难度: hard
Solution
System requirements
Functional:
- Registration
- Ride request
- Matching algorithm
- Tracking the rider location
- Payment processing
- Passengers and drivers have rating and can leave feedback
Non-Functional:
- 10 different towns
- 100k active users
- 3 rides per week on each user
- 5k drivers in each town
Capacity estimation
- 100k*3/(7*100k)= 0,5 RPS on rides requests
- 3500 active drivers in peak
API design
Registration
Input:
- phone number
Output:
- registration token
Phone approve
Input:
- registation token
- otp code
Output:
- JWT (with user id)
Ride request
Input:
- user JWT
- start coordinates
- finish coordinate
Output:
- driver data
- id
- name
- rating
- ride data
- total distance
- price
Get driver location
Input:
- driver id
Output:
- coordinates
Update driver location
Input:
- driver id
- coordinates
Output:
- success
Add payment card
Input:
- JWT
- card data
- number
- date
- cvv
Output:
- payment url (from external payment service)
Leave feedback
Input:
- JWT (with user id)
- driver id
- rating
Output:
- success
Database design
Users table
- id
- phone
- registered_at
Driver table
- id
- name
- registered_at
Feedback table
- reviewer type (user or rider)
- reviewer id
- feedback on type (user or rider)
- rating (from 1 to 5)
- date
Driver location
- driver id
- coordinates
- last update date
Payment data
- user id
- card token (for identification in external payment system)
- masked card number (like ***1234)
High-level design
- Load balancer.
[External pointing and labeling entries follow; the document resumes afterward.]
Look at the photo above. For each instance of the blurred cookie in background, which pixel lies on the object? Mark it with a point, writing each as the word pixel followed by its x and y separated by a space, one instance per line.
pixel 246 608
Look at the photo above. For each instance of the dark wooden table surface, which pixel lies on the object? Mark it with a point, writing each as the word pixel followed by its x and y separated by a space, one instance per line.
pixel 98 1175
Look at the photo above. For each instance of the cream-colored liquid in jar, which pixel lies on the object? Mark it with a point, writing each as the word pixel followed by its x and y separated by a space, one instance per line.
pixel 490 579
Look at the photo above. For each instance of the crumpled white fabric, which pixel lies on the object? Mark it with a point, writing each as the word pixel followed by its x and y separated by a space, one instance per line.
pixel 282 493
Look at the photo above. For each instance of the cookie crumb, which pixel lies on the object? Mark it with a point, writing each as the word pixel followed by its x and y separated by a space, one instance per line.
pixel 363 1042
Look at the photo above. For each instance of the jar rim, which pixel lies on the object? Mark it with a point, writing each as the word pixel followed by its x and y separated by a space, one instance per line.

We can use Nginx, because it is popular solution
- API Service. Service that provides API for the users
- Database. The database will store all main data about users, drivers feedbacks and users payment card. Relational database like PostgreSQL may be used here.
- Riders location cache. Database for storing current riders location. We will use in-memory database like Redis, because the data is updated very frequently and the users need to get these updates fast.
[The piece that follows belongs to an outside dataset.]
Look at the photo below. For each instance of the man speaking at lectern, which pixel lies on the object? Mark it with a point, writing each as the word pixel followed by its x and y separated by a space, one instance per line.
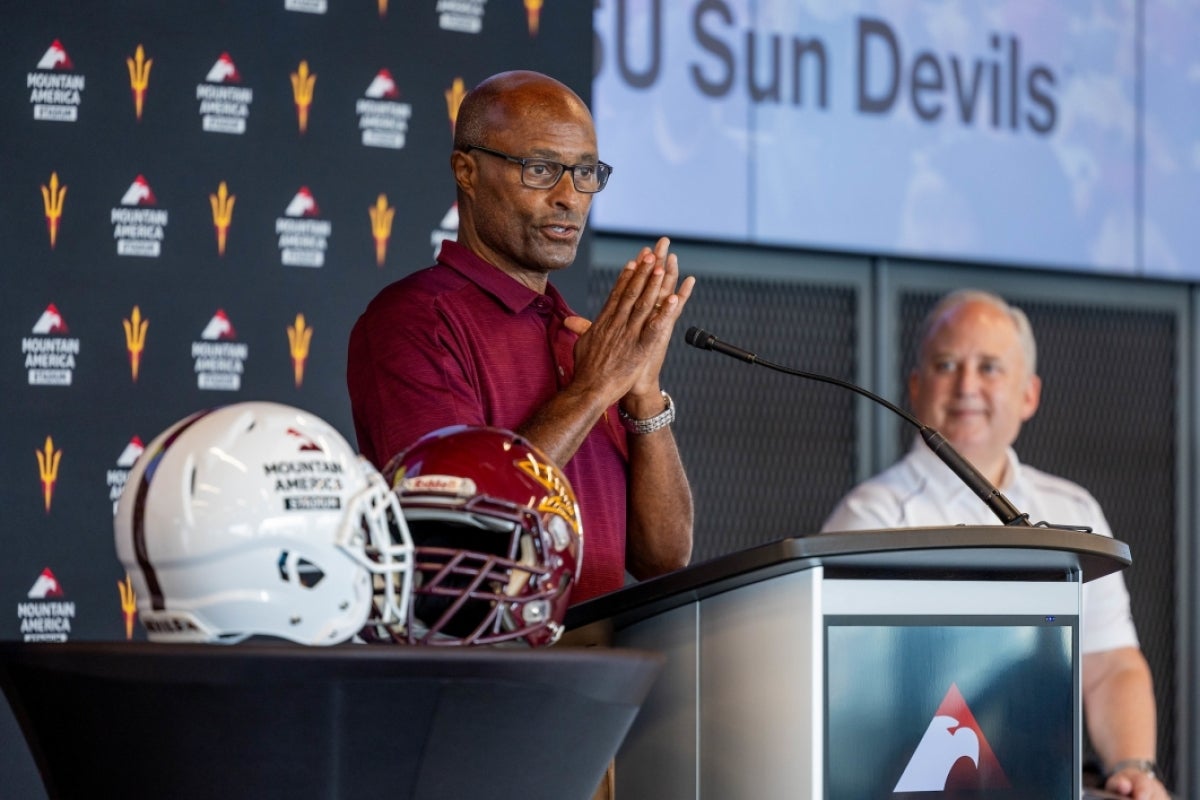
pixel 976 382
- Graph service. The service that processes the algorithm of matching users and riders based on locations.
- Graph database. The database will store current drivers locations. So Graph service will use these locations to get the nearby drivers for the user
- Payment integration service. Service for integration with external payment service. The service is needed for increasing the availability of the system. It will incapsulate all the integration with the external system.
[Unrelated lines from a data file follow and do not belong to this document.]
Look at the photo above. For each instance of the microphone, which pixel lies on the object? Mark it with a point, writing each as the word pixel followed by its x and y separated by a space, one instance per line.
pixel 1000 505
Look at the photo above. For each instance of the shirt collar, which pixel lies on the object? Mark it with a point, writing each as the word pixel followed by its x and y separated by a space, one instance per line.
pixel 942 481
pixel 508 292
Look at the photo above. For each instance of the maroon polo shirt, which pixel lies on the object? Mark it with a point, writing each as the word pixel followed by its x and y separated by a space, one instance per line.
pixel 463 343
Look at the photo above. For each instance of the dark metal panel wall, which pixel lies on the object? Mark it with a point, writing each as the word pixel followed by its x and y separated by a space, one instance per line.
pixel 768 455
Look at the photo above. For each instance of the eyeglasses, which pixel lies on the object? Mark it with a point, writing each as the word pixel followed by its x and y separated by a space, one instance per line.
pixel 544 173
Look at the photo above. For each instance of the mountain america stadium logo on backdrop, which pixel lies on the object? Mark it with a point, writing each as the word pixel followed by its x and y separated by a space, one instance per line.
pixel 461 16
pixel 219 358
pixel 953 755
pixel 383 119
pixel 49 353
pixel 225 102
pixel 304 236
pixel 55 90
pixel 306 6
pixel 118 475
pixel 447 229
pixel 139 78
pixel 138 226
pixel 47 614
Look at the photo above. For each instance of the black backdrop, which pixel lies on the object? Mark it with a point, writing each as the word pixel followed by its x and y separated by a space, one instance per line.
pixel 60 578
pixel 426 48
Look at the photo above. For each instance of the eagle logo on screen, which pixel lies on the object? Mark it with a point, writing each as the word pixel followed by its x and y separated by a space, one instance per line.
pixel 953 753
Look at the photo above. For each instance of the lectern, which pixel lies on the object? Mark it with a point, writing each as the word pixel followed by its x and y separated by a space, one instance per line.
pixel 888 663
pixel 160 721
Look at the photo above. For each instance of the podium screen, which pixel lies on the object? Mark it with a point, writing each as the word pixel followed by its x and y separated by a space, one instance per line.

- External payment service
- Message broker. The broker will be used for communication between services.
flowchart TD B[client] --> LB{Load Balancer} LB --> API{API Service} API --> D[Database] API --> G{Graph Service} G --> GD[Graph database] API --> MB{Message broker} MB --> I{Payment Integration Service} I --> P{External Payment Service} API --> C[Riders location cache] MB --> G
Request flows
Ride request
- The request goes through the LB. The LB checks user's JWT
- The requests goes to the API service
- API Service retrieves all nearby riders from the Graph serivce. Graph service searches the nearby riders for the user. Also graph service counts the ride price based on start and finish coordinates
- API Service filters the nearby riders using riders ratings from the database. The service peaks a suitable rider based on location and rating
- API Service retrieves user's payment information and sends payment data and price to the payment service using message bus. Payment service will charge the user for the total amount
- API Service returns data to the user
Update driver location
- Every few seconds rider app sends information about the current location
- The requests goes to the API service
- API Service updates current location in the cache
- API service sends location update to the messsage bus
- Graph service receives the location update and updates it in the database
User gets driver location
- Client sends request for the current rider location
- API service retrieves the rider location from the cache and returns it to the user
Detailed component design
Graphs
Graph service and database must use technologies and algorithms that are used for the map graphs. The service must be stateless and highly scalable. For database scalability we will use:
- partitioning based on the different towns
- replication in each town. It will increase availbility and decrease read latency
Trade offs/Tech choices
PostgreSQL for main database
We will use PostgreSQL because it is very popular and has big community. We don't have very high load on this database, so we don't need to think about some noSQL option. To increase availability and read throughput the replication we be used.
Kafka for message broker
Kafka is popular solution for message broker tasks. It is highly available and scalable.
Redis for rides location cache
We need an in-memory database, because the data is updated and requested frequently. For increasing availability we can use Redis Cluster replication
Failure scenarios/bottlenecks
As mentioned above, all the services are stateless, so they can be scaled horizontally. They are not a bottleneck
All the databases are replicated, so they are not a bottleneck two
Future improvements
The graph service may be improved with more advanced algorithms. Also some machine learning may be used for better matching and price counting.
得分: 9